For Immediate Release
May 1, 2000

Futures Commission Issues Final Report
Recommendations call for major reforms affecting access, dispute resolution, jury service and judicial qualifications

In its final report made public today the Ohio Courts Futures Commission recommended that by 2025 state courts adopt new approaches and expanded functions that depart significantly from current practices.

The 116-page report calls for adopting 63 recommendations aimed at widening public access to the courts, expanding dispute resolution, providing a greater role for jurors, enhancing the qualifications for judges and embracing new technologies.

Chief Justice Thomas Moyer three years ago appointed the 52-member nonpartisan commission of 25 attorneys and judges and 27 non-attorneys. The Chief Justice’s broad mandate was for the commission to assist the courts chart a course for the next 25 years.

"This is a significant document," Moyer said. "It identifies issues and initiatives such as jury reform that can be immediately considered and implemented over the next one to three years. At the same time, it provides for establishing ongoing committees in such areas as technology and judicial qualifications that will allow courts to anticipate new realities that will arise during the next 25 years."

Moyer said he has directed the court administrator to issue an annual report—every May 1—outlining the progress the courts have made toward implementing the recommendations.

"This annual report will provide a systematic accounting to the commission and the public of the steps taken toward adopting the recommendations. I am committed to ensuring that the report serves as a touchstone for future planning, and not relegated to some dusty bookshelf."

Commission Co-chair Susan Lajoie Eagan, executive vice president of The Cleveland Foundation, said the final report adheres to the basic principles of a system that is accessible, effective, efficient, accountable and just.

Eagan said the call for expanded dispute resolution services is one of the key recommendations issued by the commission.

"The commission believes our state courts should provide more mediation and other negotiation services," Eagan said. "With each new case that comes to the courts, trained staff can refer it to the least expensive and most efficient track that is available. In many cases that can mean mediation or another settlement tool rather than the traditional trial."

Co-chair Robert Duncan, a former state and federal judge, said judicial qualifications is another issue that courts will face during the next 25 years.

"Based on the accelerated rate of change that we have and will continue to experience, courts will be asked to settle disputes involving complex technology, shifting family structures and other matters in an increasingly multi-cultural society," Duncan said. "Judges must be prepared to decide these and other complicated matters."
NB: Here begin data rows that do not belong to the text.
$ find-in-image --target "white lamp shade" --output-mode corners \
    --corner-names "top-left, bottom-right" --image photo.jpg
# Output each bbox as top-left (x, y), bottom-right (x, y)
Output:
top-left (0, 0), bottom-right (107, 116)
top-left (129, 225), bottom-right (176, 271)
Duncan said the report recommends establishing a judicial qualifications commission to ensure that judges are well qualified. The qualifications commission would set objective minimum standards for those who seek judicial office and determine whether prospective candidates meet the criteria. The commission would also assist the governor in appointing judges to fill in-term vacancies.

Other key recommendations in the report include:

  • Expand current days and hours of court operation to include a reasonable range of evening and weekend hours;
  • Increase the availability of legal aid attorneys, appointed counsel, pro bono volunteer attorneys and other affordable sources of legal assistance to help low-income families deal with civil (non-criminal) legal problems;
  • Simplify court rules and procedures and provide clear plain-language notification letters, instructions and forms to guide citizens through their dealings with the courts;
  • Provide state funding for essential court functions to provide equal access to justice and consistent adjudication services statewide;
  • Encourage judges and other court staff to speak before local civic and community groups to explain court procedures and "de-mystify" the legal process;
  • Work with educators to make more and better classroom materials explaining the legal system available to Ohio students at all grade levels;
  • Establish uniform technology standards for Ohio courts, so that all hardware and software used in the judicial system is compatible and can be linked in a statewide information-sharing and communications network;
  • Allow courts within each county to organize themselves in new ways that improve efficiency and make flexible use of local judges. (This might include combining current common pleas, municipal and county courts into a single trial court.)
  • Replace mayor’s courts with local delivery of services by trained judicial officers at decentralized locations convenient to the public;
  • Use expanded source lists so that jury pools are more representative of the community;
  • Be more considerate of jurors’ time in scheduling and conducting jury trials, and allow jurors to play a more active role in trials by taking notes, receiving written copies of testimony and instructions and even questioning witnesses under court supervision.
  • Reconsider the current prohibition against persons 70 or older running for judicial office.